2501 – Milano
Curated by Giuseppe Pizzuto
Wunderkammern has presented in Milan a new show by Italian artist 2501: Milano. 2501 , (Jacopo Ceccarelli, Milan, 1981) is among the most important Italian artists of the current Urban Art scene. His exhibitions, both personal and collective, were hosted by important museums such as MACRO in Rome, La Triennale di Milano, Museo Pecci in Prato, La Reggia di Caserta and the Foundation Edward De Valle in Santo Domingo. In 2017 he won a residency at the Gallery Libertad Queretaro in Mexico and exhibits at Miami Art Basel with an installation of the project LA MACCHINA. In 2015 he participated to “Urban Art Renaissance”, a group exhibition presented at the Fabbrica del Vapore in Milan and in 2013 he exhibited at the 55th edition of the Venice Biennale with an official satellite event: Back 2 Back.
Jacopo Ceccarelli has matured his style by coming in contact with the South American school of Street Art. After this experience he changed his name to 2501 to indicate, with his date of birth, his artistic renaissance. His eclectic production is characterized by a recognizable style, formed by black and white sinuous lines, sometimes accompanied by golden or silver circles.
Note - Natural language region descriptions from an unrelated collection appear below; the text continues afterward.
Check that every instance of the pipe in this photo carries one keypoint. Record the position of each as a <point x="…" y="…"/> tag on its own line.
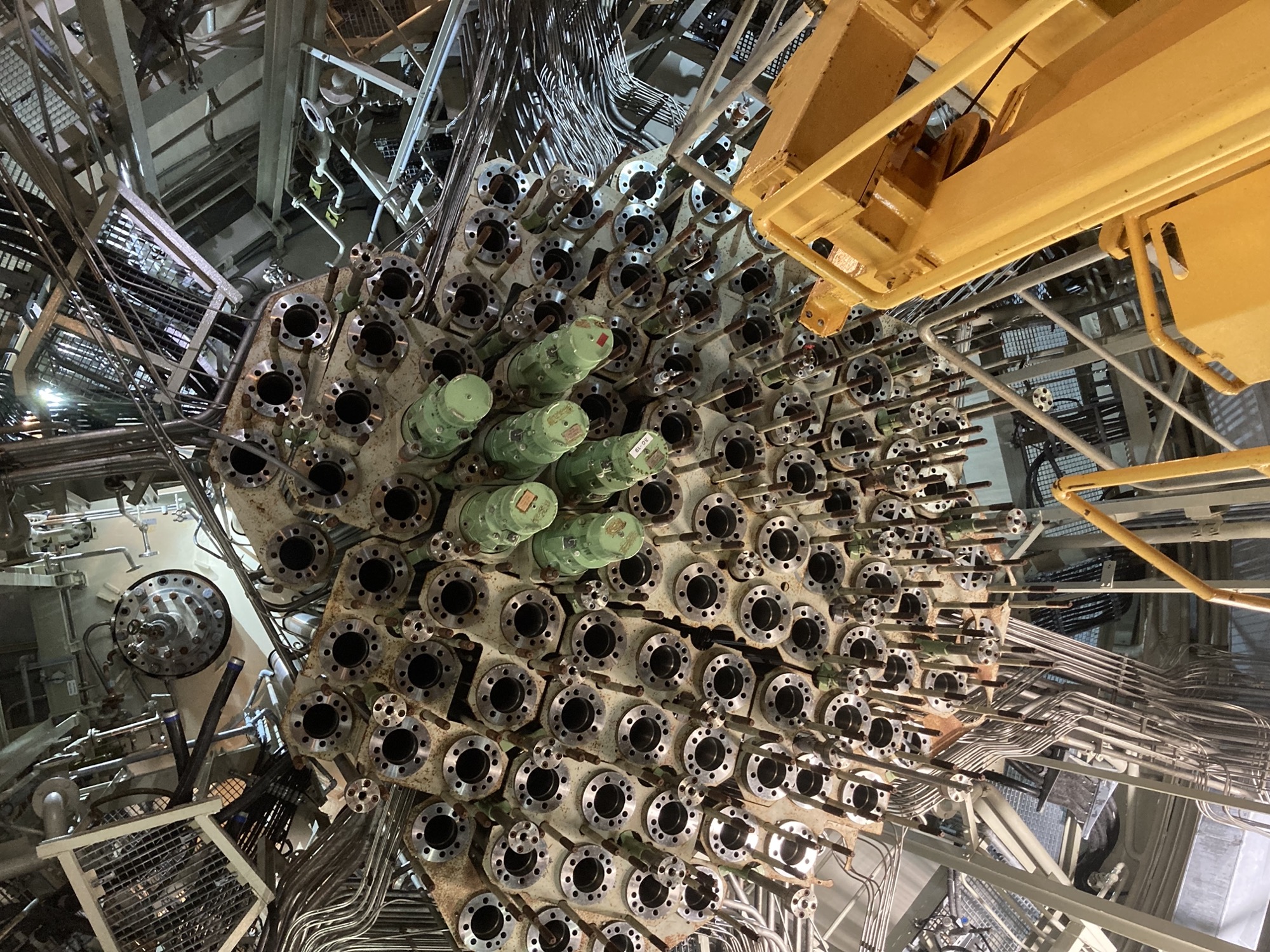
<point x="185" y="791"/>
<point x="324" y="227"/>
<point x="112" y="550"/>
<point x="1112" y="360"/>
<point x="1166" y="418"/>
<point x="1066" y="492"/>
<point x="57" y="821"/>
<point x="1196" y="364"/>
<point x="177" y="741"/>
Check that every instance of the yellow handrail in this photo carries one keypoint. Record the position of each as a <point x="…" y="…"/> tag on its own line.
<point x="1066" y="489"/>
<point x="1155" y="326"/>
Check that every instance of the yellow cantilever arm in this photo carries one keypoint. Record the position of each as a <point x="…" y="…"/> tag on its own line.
<point x="1066" y="489"/>
<point x="1155" y="326"/>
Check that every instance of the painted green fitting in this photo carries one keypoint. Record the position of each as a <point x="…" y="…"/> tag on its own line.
<point x="448" y="413"/>
<point x="598" y="470"/>
<point x="528" y="442"/>
<point x="501" y="519"/>
<point x="591" y="541"/>
<point x="565" y="357"/>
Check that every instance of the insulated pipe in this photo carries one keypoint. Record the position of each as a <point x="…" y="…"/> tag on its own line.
<point x="185" y="791"/>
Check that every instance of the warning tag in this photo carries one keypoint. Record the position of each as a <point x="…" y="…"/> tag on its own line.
<point x="642" y="445"/>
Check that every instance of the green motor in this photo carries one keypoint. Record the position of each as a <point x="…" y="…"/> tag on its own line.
<point x="448" y="413"/>
<point x="501" y="519"/>
<point x="591" y="541"/>
<point x="525" y="444"/>
<point x="565" y="357"/>
<point x="598" y="470"/>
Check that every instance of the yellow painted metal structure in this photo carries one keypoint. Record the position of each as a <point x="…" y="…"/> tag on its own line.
<point x="1066" y="492"/>
<point x="1141" y="111"/>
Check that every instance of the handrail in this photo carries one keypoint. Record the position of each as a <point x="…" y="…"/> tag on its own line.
<point x="1196" y="364"/>
<point x="1065" y="492"/>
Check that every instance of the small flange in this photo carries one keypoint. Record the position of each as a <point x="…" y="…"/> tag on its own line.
<point x="645" y="736"/>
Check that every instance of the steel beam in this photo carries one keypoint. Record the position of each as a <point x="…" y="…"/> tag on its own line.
<point x="284" y="34"/>
<point x="107" y="37"/>
<point x="1043" y="892"/>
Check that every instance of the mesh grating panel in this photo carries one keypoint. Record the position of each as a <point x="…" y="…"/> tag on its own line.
<point x="168" y="889"/>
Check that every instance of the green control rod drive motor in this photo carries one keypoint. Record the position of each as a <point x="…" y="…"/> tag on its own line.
<point x="525" y="444"/>
<point x="598" y="470"/>
<point x="448" y="413"/>
<point x="591" y="541"/>
<point x="551" y="367"/>
<point x="502" y="519"/>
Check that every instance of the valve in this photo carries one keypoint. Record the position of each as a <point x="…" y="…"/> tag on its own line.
<point x="591" y="541"/>
<point x="528" y="442"/>
<point x="598" y="470"/>
<point x="551" y="367"/>
<point x="501" y="519"/>
<point x="443" y="420"/>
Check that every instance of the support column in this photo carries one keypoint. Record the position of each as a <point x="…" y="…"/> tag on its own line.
<point x="1043" y="892"/>
<point x="284" y="34"/>
<point x="107" y="39"/>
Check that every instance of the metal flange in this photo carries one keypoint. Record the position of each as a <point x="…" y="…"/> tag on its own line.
<point x="402" y="751"/>
<point x="784" y="544"/>
<point x="598" y="640"/>
<point x="645" y="736"/>
<point x="764" y="776"/>
<point x="402" y="505"/>
<point x="350" y="649"/>
<point x="542" y="789"/>
<point x="518" y="866"/>
<point x="787" y="700"/>
<point x="473" y="767"/>
<point x="275" y="389"/>
<point x="440" y="833"/>
<point x="531" y="620"/>
<point x="241" y="468"/>
<point x="765" y="615"/>
<point x="379" y="341"/>
<point x="728" y="682"/>
<point x="664" y="661"/>
<point x="732" y="841"/>
<point x="485" y="925"/>
<point x="709" y="755"/>
<point x="506" y="696"/>
<point x="670" y="822"/>
<point x="700" y="592"/>
<point x="352" y="408"/>
<point x="378" y="573"/>
<point x="305" y="319"/>
<point x="457" y="597"/>
<point x="608" y="800"/>
<point x="321" y="723"/>
<point x="577" y="715"/>
<point x="587" y="875"/>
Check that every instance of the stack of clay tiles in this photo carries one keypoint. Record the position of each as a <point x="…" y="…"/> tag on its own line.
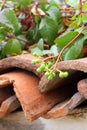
<point x="22" y="87"/>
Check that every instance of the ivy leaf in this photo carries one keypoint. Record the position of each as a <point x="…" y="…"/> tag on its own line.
<point x="54" y="13"/>
<point x="73" y="3"/>
<point x="12" y="47"/>
<point x="41" y="44"/>
<point x="65" y="39"/>
<point x="10" y="20"/>
<point x="48" y="29"/>
<point x="75" y="50"/>
<point x="84" y="8"/>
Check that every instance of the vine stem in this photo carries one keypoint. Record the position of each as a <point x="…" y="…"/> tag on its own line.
<point x="59" y="55"/>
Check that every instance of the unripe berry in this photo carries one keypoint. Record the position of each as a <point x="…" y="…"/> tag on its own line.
<point x="43" y="67"/>
<point x="61" y="74"/>
<point x="35" y="61"/>
<point x="47" y="73"/>
<point x="39" y="70"/>
<point x="49" y="64"/>
<point x="53" y="74"/>
<point x="50" y="77"/>
<point x="35" y="54"/>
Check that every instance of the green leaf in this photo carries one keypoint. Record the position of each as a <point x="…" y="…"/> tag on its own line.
<point x="54" y="50"/>
<point x="12" y="47"/>
<point x="84" y="8"/>
<point x="10" y="20"/>
<point x="84" y="18"/>
<point x="25" y="3"/>
<point x="54" y="1"/>
<point x="75" y="50"/>
<point x="33" y="35"/>
<point x="73" y="3"/>
<point x="22" y="37"/>
<point x="79" y="20"/>
<point x="54" y="13"/>
<point x="65" y="39"/>
<point x="41" y="44"/>
<point x="48" y="29"/>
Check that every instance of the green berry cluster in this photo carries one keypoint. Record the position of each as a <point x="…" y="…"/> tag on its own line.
<point x="46" y="67"/>
<point x="50" y="75"/>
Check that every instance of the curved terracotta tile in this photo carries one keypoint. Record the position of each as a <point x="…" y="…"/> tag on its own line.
<point x="72" y="66"/>
<point x="34" y="103"/>
<point x="82" y="87"/>
<point x="65" y="107"/>
<point x="8" y="106"/>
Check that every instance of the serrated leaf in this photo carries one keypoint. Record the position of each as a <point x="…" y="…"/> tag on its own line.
<point x="73" y="3"/>
<point x="10" y="20"/>
<point x="12" y="47"/>
<point x="54" y="13"/>
<point x="48" y="29"/>
<point x="65" y="39"/>
<point x="75" y="50"/>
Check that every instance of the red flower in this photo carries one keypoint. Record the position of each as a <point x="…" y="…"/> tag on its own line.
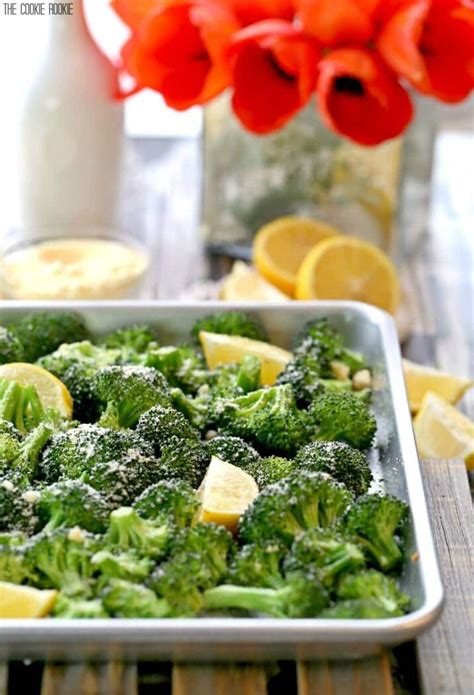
<point x="334" y="22"/>
<point x="178" y="50"/>
<point x="431" y="43"/>
<point x="360" y="98"/>
<point x="273" y="74"/>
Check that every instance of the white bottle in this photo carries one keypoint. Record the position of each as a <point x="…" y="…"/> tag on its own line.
<point x="71" y="137"/>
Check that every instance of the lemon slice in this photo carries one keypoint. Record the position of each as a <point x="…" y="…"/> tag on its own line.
<point x="52" y="392"/>
<point x="228" y="349"/>
<point x="244" y="284"/>
<point x="349" y="268"/>
<point x="441" y="431"/>
<point x="225" y="494"/>
<point x="280" y="247"/>
<point x="419" y="380"/>
<point x="25" y="602"/>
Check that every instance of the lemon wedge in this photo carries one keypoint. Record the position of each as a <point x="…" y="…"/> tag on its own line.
<point x="280" y="247"/>
<point x="225" y="493"/>
<point x="419" y="380"/>
<point x="228" y="349"/>
<point x="25" y="602"/>
<point x="441" y="431"/>
<point x="51" y="391"/>
<point x="348" y="268"/>
<point x="244" y="284"/>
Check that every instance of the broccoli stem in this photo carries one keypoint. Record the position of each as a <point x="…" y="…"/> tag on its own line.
<point x="270" y="601"/>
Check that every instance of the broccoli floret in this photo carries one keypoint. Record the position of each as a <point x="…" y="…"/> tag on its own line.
<point x="129" y="391"/>
<point x="126" y="565"/>
<point x="357" y="609"/>
<point x="63" y="559"/>
<point x="124" y="599"/>
<point x="342" y="416"/>
<point x="128" y="531"/>
<point x="267" y="417"/>
<point x="233" y="450"/>
<point x="199" y="561"/>
<point x="132" y="343"/>
<point x="77" y="364"/>
<point x="229" y="323"/>
<point x="176" y="442"/>
<point x="121" y="482"/>
<point x="17" y="507"/>
<point x="302" y="501"/>
<point x="168" y="501"/>
<point x="271" y="469"/>
<point x="72" y="503"/>
<point x="14" y="567"/>
<point x="183" y="366"/>
<point x="343" y="462"/>
<point x="67" y="607"/>
<point x="11" y="349"/>
<point x="43" y="332"/>
<point x="374" y="522"/>
<point x="371" y="584"/>
<point x="72" y="453"/>
<point x="326" y="552"/>
<point x="327" y="345"/>
<point x="258" y="564"/>
<point x="302" y="596"/>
However, for the artist, style is only an instrument, what really matters is the concept and the gestures.
After the solo exhibition Nomadic experiment, on the brink of disaster, inaugurated in 2015 at the Rome gallery, Wunderkammern presented a new solo show by 2501: Milano. The link of 2501 with his city is strengthened thanks to the close connection that urban artists create with public space. In this exhibition the link is reversed: the architecture of the city is estranged from the role of medium that it usually covers, and it becomes part of the work itself. The map of Milan is everywhere, sometimes recognizable and sometimes hidden by the monochromatic lines typical of the style of 2501. Its “scratches”, traced on the serigraphs on paper or aluminum, make the work unique and unrepeatable.
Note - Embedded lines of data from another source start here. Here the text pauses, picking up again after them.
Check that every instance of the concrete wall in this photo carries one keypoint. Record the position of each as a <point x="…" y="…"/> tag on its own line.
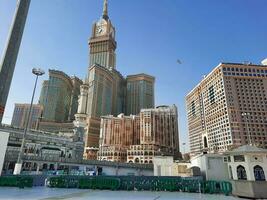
<point x="250" y="189"/>
<point x="3" y="146"/>
<point x="113" y="171"/>
<point x="163" y="165"/>
<point x="211" y="166"/>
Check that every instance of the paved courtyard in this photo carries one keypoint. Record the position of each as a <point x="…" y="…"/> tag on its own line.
<point x="42" y="193"/>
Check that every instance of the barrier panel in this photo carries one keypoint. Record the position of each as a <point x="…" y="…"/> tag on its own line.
<point x="149" y="183"/>
<point x="16" y="181"/>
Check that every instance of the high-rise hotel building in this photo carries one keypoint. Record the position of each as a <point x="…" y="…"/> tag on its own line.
<point x="104" y="90"/>
<point x="228" y="108"/>
<point x="138" y="138"/>
<point x="139" y="93"/>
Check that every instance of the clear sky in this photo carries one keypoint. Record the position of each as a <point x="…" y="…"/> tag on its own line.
<point x="151" y="36"/>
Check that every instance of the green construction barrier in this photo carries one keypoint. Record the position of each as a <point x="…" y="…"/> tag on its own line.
<point x="16" y="181"/>
<point x="141" y="183"/>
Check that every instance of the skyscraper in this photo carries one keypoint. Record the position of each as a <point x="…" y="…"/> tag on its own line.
<point x="139" y="93"/>
<point x="228" y="108"/>
<point x="59" y="97"/>
<point x="138" y="138"/>
<point x="21" y="112"/>
<point x="104" y="90"/>
<point x="11" y="52"/>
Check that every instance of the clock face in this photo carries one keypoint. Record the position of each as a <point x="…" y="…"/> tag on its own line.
<point x="100" y="30"/>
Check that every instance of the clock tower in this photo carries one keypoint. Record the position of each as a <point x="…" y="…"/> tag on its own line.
<point x="102" y="43"/>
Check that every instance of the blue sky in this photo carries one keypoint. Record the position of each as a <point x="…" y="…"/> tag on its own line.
<point x="151" y="36"/>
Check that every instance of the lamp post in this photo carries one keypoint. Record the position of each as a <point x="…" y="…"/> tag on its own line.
<point x="245" y="114"/>
<point x="38" y="72"/>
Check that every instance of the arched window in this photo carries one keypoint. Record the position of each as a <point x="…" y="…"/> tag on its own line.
<point x="259" y="173"/>
<point x="205" y="142"/>
<point x="241" y="173"/>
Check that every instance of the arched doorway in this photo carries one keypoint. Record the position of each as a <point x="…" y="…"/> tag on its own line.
<point x="259" y="173"/>
<point x="241" y="173"/>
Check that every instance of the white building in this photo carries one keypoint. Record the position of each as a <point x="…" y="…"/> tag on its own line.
<point x="163" y="165"/>
<point x="247" y="163"/>
<point x="247" y="166"/>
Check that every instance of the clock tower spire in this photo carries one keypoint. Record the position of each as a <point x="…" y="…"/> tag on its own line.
<point x="102" y="42"/>
<point x="105" y="10"/>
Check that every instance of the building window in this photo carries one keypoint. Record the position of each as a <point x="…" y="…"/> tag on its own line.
<point x="241" y="173"/>
<point x="259" y="173"/>
<point x="193" y="107"/>
<point x="211" y="95"/>
<point x="239" y="158"/>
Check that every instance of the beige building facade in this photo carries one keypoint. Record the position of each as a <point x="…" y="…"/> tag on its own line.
<point x="21" y="113"/>
<point x="104" y="89"/>
<point x="228" y="108"/>
<point x="139" y="93"/>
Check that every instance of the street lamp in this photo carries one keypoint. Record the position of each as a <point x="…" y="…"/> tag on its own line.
<point x="246" y="115"/>
<point x="38" y="72"/>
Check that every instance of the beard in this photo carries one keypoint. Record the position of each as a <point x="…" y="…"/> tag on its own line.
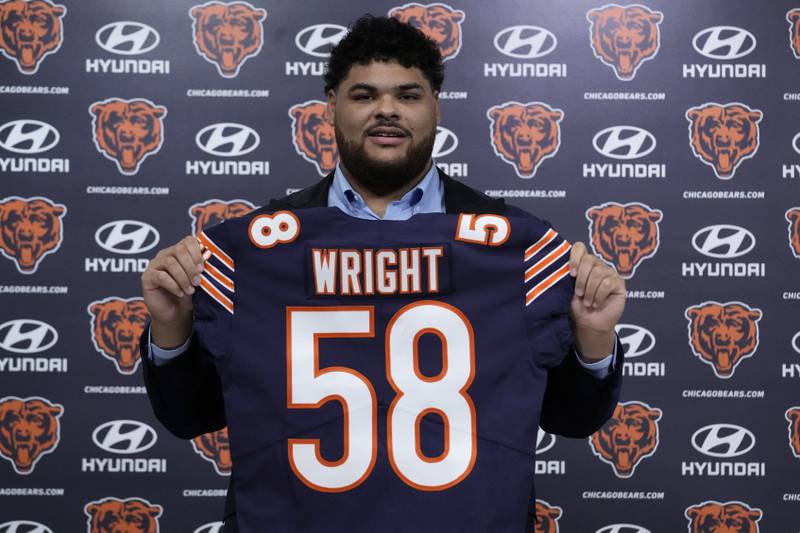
<point x="384" y="177"/>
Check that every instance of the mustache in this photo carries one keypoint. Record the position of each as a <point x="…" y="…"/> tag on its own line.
<point x="386" y="124"/>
2501 presented, specifically for the exhibition at Wunderkammern, aluminum works of medium and large format that, silk-screened on both sides, allow a double consumption; large format works on paper; ceramics, which together form the city map and a sculpture composed of rough urban pipes. This great variety of production seems to create an analogy with the neighborhoods of the city from which the exhibition takes the name.